Chicago Public Schools is demanding that teachers report to their classrooms starting on Monday after weeks of contentious negotiations between the school district and the city’s teachers union over the reopening of schools in the midst of the pandemic. coronavirus.
In an effort to reach an agreement with the union, the Chicago Public Schools proposed a staggered schedule for teachers and students to return for face-to-face learning starting on Tuesday with pre-primary and special education students and ending on March 1 with the return of students from sixth to eighth grade.
Mayor Lori Lightfoot and Chicago Public Schools officials said teachers in the first group who did not receive special accommodations are due to return to school buildings on Monday, adding that those who do not return will be considered absent without a license and their access. school district systems will be closed.

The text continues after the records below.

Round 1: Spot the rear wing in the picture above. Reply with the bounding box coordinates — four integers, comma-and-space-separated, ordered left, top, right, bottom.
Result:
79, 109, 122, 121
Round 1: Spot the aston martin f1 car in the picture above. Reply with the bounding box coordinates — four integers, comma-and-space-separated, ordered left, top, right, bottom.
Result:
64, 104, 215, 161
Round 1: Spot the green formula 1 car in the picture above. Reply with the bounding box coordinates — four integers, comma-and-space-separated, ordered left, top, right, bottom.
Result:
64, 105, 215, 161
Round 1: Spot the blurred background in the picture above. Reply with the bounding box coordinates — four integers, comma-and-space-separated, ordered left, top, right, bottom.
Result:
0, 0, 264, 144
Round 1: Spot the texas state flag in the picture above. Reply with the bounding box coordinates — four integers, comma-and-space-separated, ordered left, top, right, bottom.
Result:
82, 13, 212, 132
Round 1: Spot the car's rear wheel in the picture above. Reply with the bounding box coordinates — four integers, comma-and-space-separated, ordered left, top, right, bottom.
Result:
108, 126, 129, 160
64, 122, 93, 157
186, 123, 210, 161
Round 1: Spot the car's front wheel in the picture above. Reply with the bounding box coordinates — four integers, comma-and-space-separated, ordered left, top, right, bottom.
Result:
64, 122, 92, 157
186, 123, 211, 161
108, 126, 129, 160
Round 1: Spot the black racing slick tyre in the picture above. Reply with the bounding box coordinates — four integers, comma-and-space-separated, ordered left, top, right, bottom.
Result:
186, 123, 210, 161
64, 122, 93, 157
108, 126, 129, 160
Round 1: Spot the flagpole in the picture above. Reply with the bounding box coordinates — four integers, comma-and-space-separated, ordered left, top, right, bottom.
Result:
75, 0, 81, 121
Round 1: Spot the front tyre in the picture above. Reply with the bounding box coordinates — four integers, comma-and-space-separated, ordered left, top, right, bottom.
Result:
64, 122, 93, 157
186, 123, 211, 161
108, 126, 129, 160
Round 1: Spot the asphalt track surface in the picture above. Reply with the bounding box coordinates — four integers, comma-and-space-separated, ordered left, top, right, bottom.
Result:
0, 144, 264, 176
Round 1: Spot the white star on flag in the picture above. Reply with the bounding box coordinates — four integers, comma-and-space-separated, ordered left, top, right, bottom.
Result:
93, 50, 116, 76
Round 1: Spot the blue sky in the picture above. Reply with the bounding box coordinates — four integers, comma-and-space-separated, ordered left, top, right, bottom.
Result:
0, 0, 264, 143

Lightfoot and officials from the country’s third largest school district – with more than 350,000 students in more than 640 schools – have come back for these comments several times in the past few weeks, but there is still a chance that they will move forward with such warnings, a move that some say that could trigger a teachers union strike.
“Despite making significant concessions in an effort to reach an agreement with the CTU leadership, we do not yet have an agreement,” Chicago Public Schools tweeted Friday.
Access to staff vaccinations, remote learning accommodations in the event of an outbreak, and concerns about teachers who may expose vulnerable family members to Covid-19 are some of the key issues on which Chicago officials and the Teachers’ Union still disagree. as negotiations to reopen schools safely continue.
Chicago public schools said that while the Centers for Disease Control and Prevention guidelines state that staff vaccination is not mandatory to reopen schools safely with mitigation measures planning to vaccinate 1,500 school district employees every week. In a press release on Friday, the union responded by saying that educators, staff and other school district officials are already struggling to get vaccinated “under the mayor’s ‘Hunger Games’ vaccine delivery system.”
The Chicago Public Schools “will commit to vaccinating only about 1,500 workers a week, without giving priority to employees who must return first or to those who live or work in the most affected communities – while refusing to increase their dose share. of vaccine as supply to the city of Chicago increases, “said the union.
Under the proposal of the Chicago Public Schools, the district will revert to remote learning for at least two weeks if “the positivity rate of the CPS surveillance test program reaches 2.5 percent or 50 percent of the school is on a 14-day operational break. “
This means that Covid-19 cases “in more than 200 schools would not be a reason to consider reinstating remote learning in the view of the mayor or CPS leadership,” said the Chicago Teachers Union.
The school district added that teachers who live with medically vulnerable family members will have access to a Covid-19 vaccine from Monday. If they decide to get the vaccine, they can work at home for two weeks after receiving the first dose. Those who refuse to get the vaccine while wanting to stay at home can take an unpaid leave with all the benefits, the Chicago Public Schools said.
The union said this proposal “denies remote work accommodations to 75 percent of educators with family members at high risk for COVID-19.”